Why Open Sourcing a Model Might be the Holy 🏆
While open sourcing libraries and APIs is difficult. There's one area where open source can be a particularly powerful tool: models and in particular LLMs.
When a company open sources a model, they're essentially giving away a pre-trained, ready-to-use piece of software that other developers can incorporate into their own applications. This can be a huge time-saver for developers, who don't have to spend months or years training their own models from scratch.
But the benefits of open sourcing models go beyond just convenience.
When a model is open sourced, it becomes a static artifact that can evolve independently of the source material. This means that developers can take the model and fine-tune it for their own specific use cases, without having to worry about compatibility issues or breaking changes in the underlying library.
There is no interface to maintain!
Shoe horning an analogy
Bear with me and read the whole thing.
Open sourcing a model is like giving away a Honda Civic.
A Honda Civic works. You can drive it. People are happy with them.
But the true power is that can customize the shit out of my Honda Civic too. That’s how I like my cars.
Everyone can take their Honda Civic and do whatever they want to with it.
Databricks (or broadly, the company open sourcing a model) doesn’t have to maintain the thing at all. Caveat emptor.
Bringing the anology home
So, how is this like a model?
Well, basically Databricks knows
how to build LLMs and ones that work well at that. Not only that, they know the entire process to build that LLM.
That means that Databricks can take different components of the LLM (imprecisely speaking) and enable customers to do new and exciting things with them.
On top of that, those customers will own those models - making them feel like they’re in control (as opposed to using a 3rd party API like OpenAI).
Back to our regularly scheduled programming
By releasing DBRX as an open source model, Databricks was able to give developers a powerful tool for building AI applications.
The key difference is the maintenance burden. The maintenance burden for maintaining DBRX vs something like Delta Lake is basically non-existent.

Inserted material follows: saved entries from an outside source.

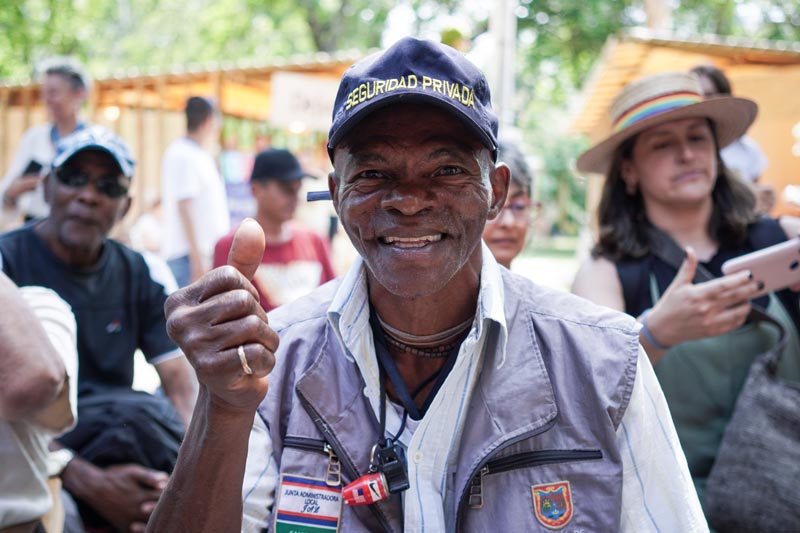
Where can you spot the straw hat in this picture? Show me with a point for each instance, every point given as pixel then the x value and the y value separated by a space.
pixel 663 98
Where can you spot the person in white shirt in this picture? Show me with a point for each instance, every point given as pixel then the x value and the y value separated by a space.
pixel 743 156
pixel 193 198
pixel 38 397
pixel 65 87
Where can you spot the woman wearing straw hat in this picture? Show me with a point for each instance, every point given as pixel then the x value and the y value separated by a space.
pixel 665 182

This is the allure of open source models: they provide a simple, self-contained way for developers to incorporate advanced functionality into their applications, without having to worry about the underlying complexity of maintaining a library or even an API. They can even customize that model for every customer that wants to, and not have anything more to maintain.
Of course, open sourcing models (or building LLMs) is not without its own challenges. There are questions around licensing, intellectual property, and the potential for misuse or abuse. But overall it’s so much of the power of open sourcing with fewer drawbacks.
You’ve just got to be good enough to pull it off.
Conclusion
As we've seen, open source is a powerful tool that can shape the future of the tech industry. In the battle between Databricks and Snowflake, open source has become a key weapon.
For companies that want to use open source as a competitive tool, the key is to be strategic and thoughtful about how they approach it.
This means carefully considering which projects to open source, how to balance proprietary and open source offerings, and how to build and maintain a strong community around their open source efforts.
Foundation models, in particular, provide an interesting development in open source. I haven’t thought deeply about the implications for a company like HuggingFace here, but it’s going to be interesting to see how all this develops.
But one thing is clear: open source will continue to play a crucial role in shaping the future of the tech industry, and companies that want to stay ahead of the curve will need to be strategic and thoughtful about how they approach it.